Лев Ильич руки не решился поднять, стоял, мучился, а на него никто и внимания не обращал. Опять уселись.
- У нас только водка, вино к блинам будто и не идет. Хорошая водка, я на смородиновом листе настаивала, на укропчике, - Дуся пододвинула мужу плоский граненый штоф, он налил в большие рюмки - лафитнички.
- Ну, имениннца, - сказал хозяин, - дай тебе Бог, а ты меру знай.
- Эх! - вздохнула Маша и рюмку опрокинула в рот. - Кто мне отмерит-то?
- Здравствуй! - сказал хозяин, Лев Ильич его отчество не расслышал, когда он знакомился с Верой - Кирилл Сергеич, что ли? - Будто того не знаешь, Кто?
Водка и верно была отличная, пахла травами, Лев Ильич грибочек подхватил. Так все с ним стремительно сегодня происходило, он никак не мог остановиться, себя понять, и здесь вот, за этим столом осознать - почему он тут и кто?
- Что же вы или, может, пора сразу блинов, а то я смотрю скучают наши гости, - Дуся вышла и вернулась с большим блюдом, на нем высокой горкой лежали блины, дух от них сразу пошел по всей комнате, она Льву Ильичу первому выложила на тарелку - румяные, ноздреватые - Лев Ильич не удержался, слюну проглотил.

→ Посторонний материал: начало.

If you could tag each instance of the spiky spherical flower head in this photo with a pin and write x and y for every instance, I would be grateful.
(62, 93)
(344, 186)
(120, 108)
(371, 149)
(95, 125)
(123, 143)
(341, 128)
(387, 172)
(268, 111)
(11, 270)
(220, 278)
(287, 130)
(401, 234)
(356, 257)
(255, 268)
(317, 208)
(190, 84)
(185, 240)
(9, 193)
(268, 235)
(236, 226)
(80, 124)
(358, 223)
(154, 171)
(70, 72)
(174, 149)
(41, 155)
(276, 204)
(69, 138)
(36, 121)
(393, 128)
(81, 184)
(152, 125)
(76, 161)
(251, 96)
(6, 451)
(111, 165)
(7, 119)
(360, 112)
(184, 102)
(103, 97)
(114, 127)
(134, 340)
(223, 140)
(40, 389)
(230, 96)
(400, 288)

- Со сметаной, или маслицем вам полить?
- Ой, смехота! - завелась вдруг Маша. - Как я сейчас Льва Ильича напугала!.. Он вчера ко мне забрел в столовую - вижу, мокрый, замерзший человек. "Компотиком" его отпотчевала, а он согрелся и вздумал у меня комнату снимать. А сегодня уже не один приходит. Ах ты, говорю, что ж, мол, девушку обманываешь, я жду, рассчитывала с тобой вечера коротать, а тут вон оно что! Маша так смеялась испугу Льва Ильича, нельзя было не улыбнуться.

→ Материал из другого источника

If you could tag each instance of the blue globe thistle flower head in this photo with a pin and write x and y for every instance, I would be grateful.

- Я говорю, меру знай, - нахмурил брови хозяин, но не выдержал, сам засмеялся. - Набрался все-таки смелости, раз пришел?
- Да ну, - все не унималась Маша, - это Верочка ему спокойная попалась другая б на ее месте! - убежал бы, так его б и не увидели!..
- А я, знаете, что вспомнил, Лев Ильич? - сказал хозяин. - Наша именинница шутит, вы, мол, испугались, убежали, я и вспомнил: я, может, потому вас сразу узнал, все-таки двадцать лет прошло, изменились конечно, а сразу узнал. Я стоял обедню в Ваганьковской церкви - да уж не двадцать, как бы не двадцать пять тому, конечно, мне тогда пятнадцать лет исполнилось! А вы и вошли, я сразу вас заметил, робко так вошли и остановились у дверей. А дьякон тут и огласи: "Оглашенные, изыдите!" - вы обратно и кинулись. Я тогда за вами до самых кладбищенских ворот бежал - не догнал. Да и что, подумал, сам, время наступит, вернется. А потом до сего дня и не виделись. Лицо ваше на всю жизнь запомнил - смущение, страх такой неподдельный, будто сами, только что вот, что-то такое ужасное совершили...

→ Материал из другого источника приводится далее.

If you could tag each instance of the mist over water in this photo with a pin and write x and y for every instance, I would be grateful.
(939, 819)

- Господи! - вырвалось у Льва Ильича. - А я вчера и не знаю зачем - да нет, знаю, знаю! - вас вспомнил... Кирюша!.. - он вскочил со стула и кинулся к нему. - Кирюша!..
- Ну вот, слава тебе, Господи, разобрались, - улыбался хозяин.
Они поцеловались, Лев Ильич все руки его никак не отпускал.
- Да как же так, а я ведь ни разу и не искал вас!..
- Ну, так и я вас не искал. Квиты. А Федор-то Иваныч...
- Какой Федор Иваныч?.. А...
- Десять лет как схоронили. Марья Петровна при вас еще жива была? Ну да, она еще с полгода после вас промаялась. А он, видите, сколько еще прожил, хоть постарше ее был лет как бы не на пятнадцать...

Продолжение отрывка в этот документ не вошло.